With this in mind, it’s refreshing to hear about youngsters who have that get up and go spirit and push themselves onto higher achievement.
One such teenager is Warren Cassell Jr., from the Caribbean Island of Montserrat, who has achieved great success in his business of investing, entrepreneurship, and graphic designing all before he even graduates from high school.
The 15-year-old budding entrepreneur first started his Island business at the tender age of eight. He supplied greeting cards to customers, the whole process of which, including the graphic designs, he did all by himself. The only help along the way for his business was a small capital outlay from his parents to get him started. He became successful and attained international customers.
After his success in the greeting card company, young Warren turned his hand to making investments in hedge funds, private equity, and real estate, all by the time he had reached the age of 13. His company, the Abella Group, now has around 50 to 60 clients worldwide for whom he designs and maintains websites.
Warren is now in the middle of shooting the first season of his own Web series titled, “Teen Tycoon,” in which he aims to show young natives of his Caribbean Island how to succeed in business and become the future tycoons of the world.
The successful young tycoon has also written two books, “The Farm of Wisdom: 25 Unforgettable Tales That Will Ignite a Wiser You” and “Swim or Drown: Business and Life Lessons I’ve Learned from the Ocean.”
Warren believes that one of the most inspiring lessons he has learned in life came from the sun.
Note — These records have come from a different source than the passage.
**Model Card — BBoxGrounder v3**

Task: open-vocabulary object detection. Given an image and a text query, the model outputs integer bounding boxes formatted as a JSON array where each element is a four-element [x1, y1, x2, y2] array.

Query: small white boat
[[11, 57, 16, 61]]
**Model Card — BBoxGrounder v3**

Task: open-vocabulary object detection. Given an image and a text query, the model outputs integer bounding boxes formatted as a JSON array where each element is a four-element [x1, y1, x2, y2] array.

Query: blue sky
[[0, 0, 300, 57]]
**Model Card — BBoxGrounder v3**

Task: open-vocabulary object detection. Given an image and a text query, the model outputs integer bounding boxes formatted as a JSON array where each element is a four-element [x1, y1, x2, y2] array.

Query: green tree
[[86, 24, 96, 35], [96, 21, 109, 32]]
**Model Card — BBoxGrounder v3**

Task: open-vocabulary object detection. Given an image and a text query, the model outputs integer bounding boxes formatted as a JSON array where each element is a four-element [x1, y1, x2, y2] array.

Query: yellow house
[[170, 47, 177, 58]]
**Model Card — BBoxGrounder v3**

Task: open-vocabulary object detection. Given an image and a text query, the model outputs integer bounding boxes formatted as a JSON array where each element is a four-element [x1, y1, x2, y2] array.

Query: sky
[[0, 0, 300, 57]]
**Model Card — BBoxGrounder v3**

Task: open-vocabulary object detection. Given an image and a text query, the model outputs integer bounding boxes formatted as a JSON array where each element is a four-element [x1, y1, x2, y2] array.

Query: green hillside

He adds that just as one should embrace the sunshine, we should also embrace the positive things in life.
According to Warren you can learn business techniques by studying nature. “If you look at plants — I think when I was in sixth grade, when I learned photosynthesis, and that is how plants actually make their food — if you block sunlight from a plant, it’s going to move around and try to find a source of energy and a source of light to grow,” he adds.